Environnement, viabilité, sécurité, passé gallo-romain de la commune: le maire a expliqué samedi à ses administrés pourquoi il s'oppose à la construction de l'ouvrage.

Samedi, Jérôme Grausi a revêtu son costume et son écharpe de maire. Puis il a pris un micro et exprimé face à ses administrés tout le mal que lui inspire le projet de barrage hydroélectrique qui menace de défigurer, selon lui, le paysage qui entoure sa commune.

Le sujet tient à cœur au maire sans étiquette de Saint-Romain-de-Jalionas, attaché au caractère bucolique et verdoyant de sa ville nord-iséroise, séparée du département de l'Ain par les eaux du Rhône. C'est pourquoi il souhaitait informer les habitants de la "menace" qui se profile.

Plusieurs dizaines d'entre eux ont pris place sur des bancs installés sous une tonnelle à quelques pas seulement de l'endroit où pourrait s'installer le barrage hydroélectrique. Environnement, viabilité, sécurité, passé gallo-romain de la commune: les interlocuteurs se sont relayés au micro et ont mis en exergue un certain nombre de problématiques posées par le projet.

Le lieu où pourrait être implanté un barrage hydroélectrique près de Saint-Romain-de-Jalionas.
Le lieu où pourrait être implanté un barrage hydroélectrique près de Saint-Romain-de-Jalionas. © BFM Lyon

230 millions d'euros de budget

Certains ont été convaincus par les arguments avancés, d'autres moins. Michel est l'un des quelque 3400 habitants de Saint-Romain-de-Jalionas.

"Je n'ai pas un avis tranché sur le sujet, reconnaît-il au micro de BFM Lyon. Simplement, si ce n'est pas viable économiquement, ce qui semble être le cas, aucun intérêt de dégrader le paysage, d'apporter des nuisances à la faune, la flore."

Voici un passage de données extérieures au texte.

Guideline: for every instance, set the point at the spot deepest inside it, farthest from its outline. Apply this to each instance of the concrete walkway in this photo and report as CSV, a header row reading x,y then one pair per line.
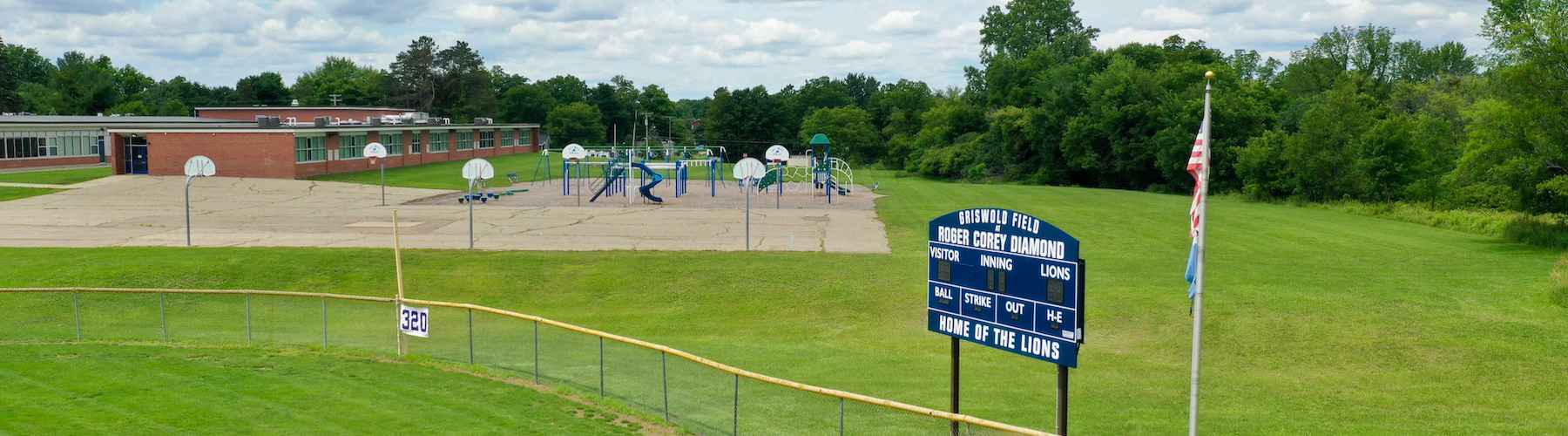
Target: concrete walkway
x,y
148,210
35,186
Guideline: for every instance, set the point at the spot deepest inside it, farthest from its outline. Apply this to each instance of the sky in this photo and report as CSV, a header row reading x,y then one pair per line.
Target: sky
x,y
689,47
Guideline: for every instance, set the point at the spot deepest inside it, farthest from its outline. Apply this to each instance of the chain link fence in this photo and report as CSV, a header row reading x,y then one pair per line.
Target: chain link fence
x,y
697,394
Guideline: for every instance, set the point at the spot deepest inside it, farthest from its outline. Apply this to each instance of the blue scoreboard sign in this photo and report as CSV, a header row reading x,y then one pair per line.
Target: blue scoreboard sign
x,y
1007,281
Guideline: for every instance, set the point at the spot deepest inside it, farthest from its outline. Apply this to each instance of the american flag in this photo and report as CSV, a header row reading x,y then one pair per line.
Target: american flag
x,y
1199,167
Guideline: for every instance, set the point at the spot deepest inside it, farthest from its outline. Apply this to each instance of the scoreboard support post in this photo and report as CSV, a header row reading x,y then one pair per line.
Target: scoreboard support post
x,y
1062,400
956,383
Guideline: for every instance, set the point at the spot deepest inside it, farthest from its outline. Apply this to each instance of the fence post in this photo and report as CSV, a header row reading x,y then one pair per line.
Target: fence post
x,y
164,317
535,351
601,365
470,337
76,306
736,430
664,372
323,322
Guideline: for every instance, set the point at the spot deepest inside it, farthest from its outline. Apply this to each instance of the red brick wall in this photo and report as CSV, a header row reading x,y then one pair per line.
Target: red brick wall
x,y
303,115
235,154
274,154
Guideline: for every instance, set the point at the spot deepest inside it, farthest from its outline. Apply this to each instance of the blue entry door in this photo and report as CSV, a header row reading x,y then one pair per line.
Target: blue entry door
x,y
135,159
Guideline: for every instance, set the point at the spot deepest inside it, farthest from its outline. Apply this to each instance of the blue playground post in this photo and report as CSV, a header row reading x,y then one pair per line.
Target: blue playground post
x,y
827,162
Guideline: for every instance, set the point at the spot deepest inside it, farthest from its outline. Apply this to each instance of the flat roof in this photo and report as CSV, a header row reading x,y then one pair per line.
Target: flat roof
x,y
105,119
201,109
251,127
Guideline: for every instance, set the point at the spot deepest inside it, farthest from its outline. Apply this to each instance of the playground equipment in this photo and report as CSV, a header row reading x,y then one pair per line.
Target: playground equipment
x,y
711,155
648,190
615,176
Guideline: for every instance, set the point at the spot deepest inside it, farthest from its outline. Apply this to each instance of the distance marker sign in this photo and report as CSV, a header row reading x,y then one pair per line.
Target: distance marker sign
x,y
1007,281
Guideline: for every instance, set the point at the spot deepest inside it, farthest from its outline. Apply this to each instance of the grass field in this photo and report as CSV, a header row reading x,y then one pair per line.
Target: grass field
x,y
449,174
1316,320
133,389
58,176
8,194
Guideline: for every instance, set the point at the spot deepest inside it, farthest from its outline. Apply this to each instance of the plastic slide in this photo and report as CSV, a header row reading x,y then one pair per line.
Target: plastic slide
x,y
648,190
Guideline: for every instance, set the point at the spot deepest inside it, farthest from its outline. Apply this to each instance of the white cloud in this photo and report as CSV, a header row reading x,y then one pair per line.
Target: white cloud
x,y
1129,35
483,16
768,31
686,46
903,23
1164,17
856,49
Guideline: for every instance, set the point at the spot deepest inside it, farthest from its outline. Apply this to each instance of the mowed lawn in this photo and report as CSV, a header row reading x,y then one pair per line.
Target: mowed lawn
x,y
135,389
58,176
1316,322
449,174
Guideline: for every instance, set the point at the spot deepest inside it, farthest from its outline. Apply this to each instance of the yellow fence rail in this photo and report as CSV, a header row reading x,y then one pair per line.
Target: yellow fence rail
x,y
629,341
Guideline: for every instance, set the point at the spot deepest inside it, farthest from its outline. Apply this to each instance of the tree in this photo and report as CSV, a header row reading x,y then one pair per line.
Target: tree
x,y
504,82
413,78
862,88
566,88
353,84
745,115
1322,155
527,104
1027,25
132,82
464,90
576,123
266,88
656,101
899,106
822,93
850,131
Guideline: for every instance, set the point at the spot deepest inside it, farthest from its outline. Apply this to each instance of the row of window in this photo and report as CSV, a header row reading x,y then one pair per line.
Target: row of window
x,y
353,146
51,143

Le coût du barrage est estimé à 230 millions d'euros. Porteuse du projet, la Compagnie nationale du Rhône (CNR) entend avec cet ouvrage atteindre une production supplémentaire d'énergie hydroélectrique d'environ 140 GWh par an. "Soit la consommation énergétique hors chauffage de 60.000 habitants", souligne-t-elle.

"Ils parlent aussi d'un pont-barrage. Ça apporterait de la circulation dans notre village. Ça n'a aucun intérêt", fustige également Michel. L'intéressé craint notamment que le barrage transforme la ViaRhôna. Alors que "c'est magnifique pour se balader le dimanche".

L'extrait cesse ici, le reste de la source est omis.